Royal Observatory will transfer to Edinburgh

Click to follow
The Independent Online
Astronomers at the Royal Greenwich Observatory (RGO) in Cambridge are considering staging a buyout, after the Government announced yesterday that it will begin winding down its operations after this year.

While their US counterparts celebrated the Mars Pathfinder mission, the mood was sombre at the RGO, where 100 jobs could be lost.

"I feel devastated. One twentieth of the cost of the Millennium Experience at Greenwich, the original home of the observatory, would endow the RGO in perpetuity," said Dr Margaret Penston, one of the astronomers.

The announcement was the first major decision to be made by John Battle, the minister for science, energy and industry. On the advice of the Particle Physics and Astronomy Research Council (PPARC), the main funding body for the field, he said yesterday that British astronomy work will be concentrated at the Royal Observatory, Edinburgh, in a new UK Astronomy Technology Centre (UKATC), beginning from the end of this year.

But scientists were angry at the manner in which the news was released - in a written parliamentary answer, made available on Friday morning just when concentration on the Mars Pathfinder mission would be at a maximum.

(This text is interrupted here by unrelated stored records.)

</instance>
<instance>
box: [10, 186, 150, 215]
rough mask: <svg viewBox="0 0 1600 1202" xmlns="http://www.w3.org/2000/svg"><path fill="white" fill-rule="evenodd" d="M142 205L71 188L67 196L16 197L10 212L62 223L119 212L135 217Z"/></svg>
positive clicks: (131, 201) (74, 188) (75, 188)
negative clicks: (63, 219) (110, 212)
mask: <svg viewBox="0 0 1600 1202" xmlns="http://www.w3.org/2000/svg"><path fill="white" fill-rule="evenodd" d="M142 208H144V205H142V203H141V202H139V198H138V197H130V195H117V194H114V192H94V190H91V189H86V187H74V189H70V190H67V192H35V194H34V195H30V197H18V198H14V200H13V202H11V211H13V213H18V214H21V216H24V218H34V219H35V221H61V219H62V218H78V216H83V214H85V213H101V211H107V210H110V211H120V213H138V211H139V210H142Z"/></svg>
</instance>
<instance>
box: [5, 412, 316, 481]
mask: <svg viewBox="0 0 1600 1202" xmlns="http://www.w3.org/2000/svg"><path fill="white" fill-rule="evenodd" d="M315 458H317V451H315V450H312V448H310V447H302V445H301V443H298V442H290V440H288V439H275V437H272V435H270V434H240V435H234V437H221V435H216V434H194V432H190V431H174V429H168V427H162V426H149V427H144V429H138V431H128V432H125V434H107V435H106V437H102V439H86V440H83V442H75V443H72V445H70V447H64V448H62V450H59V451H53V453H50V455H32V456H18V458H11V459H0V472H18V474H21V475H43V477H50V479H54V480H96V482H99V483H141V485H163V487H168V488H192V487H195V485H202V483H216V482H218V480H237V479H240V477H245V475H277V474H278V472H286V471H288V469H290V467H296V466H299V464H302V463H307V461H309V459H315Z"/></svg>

"It's not very satisfactory from our point of view," said Neil Parker, deputy director of the RGO. "We have more or less been excluded from the decision. We have not been aware of what the options on offer were or why they were made." None of the staff is keen to move to Edinburgh, he said, describing it as a "retrograde step". PPARC said the recommendation, made by its council on 21 May, was unanimous.

The RGO was founded in the 17th Century by Charles II to help measure the Greenwich meridian on which Greenwich Mean Time is based. The original building, on the zero meridian in south London's Greenwich Park, is now a museum: the scientists moved to Herstmonceux Castle, East Sussex in 1948 when the glare from London became too bright. They moved again to Cambridge in 1990.

The Department of Trade and Industry described the closure as "reversing the privatisation of PPARC observatories" - a claim that brought derision from those who stand to lose their jobs. The "privatisation" was the Prior Options review process conducted last year - but cut short by the Tory administration as costs escalated and the election approached.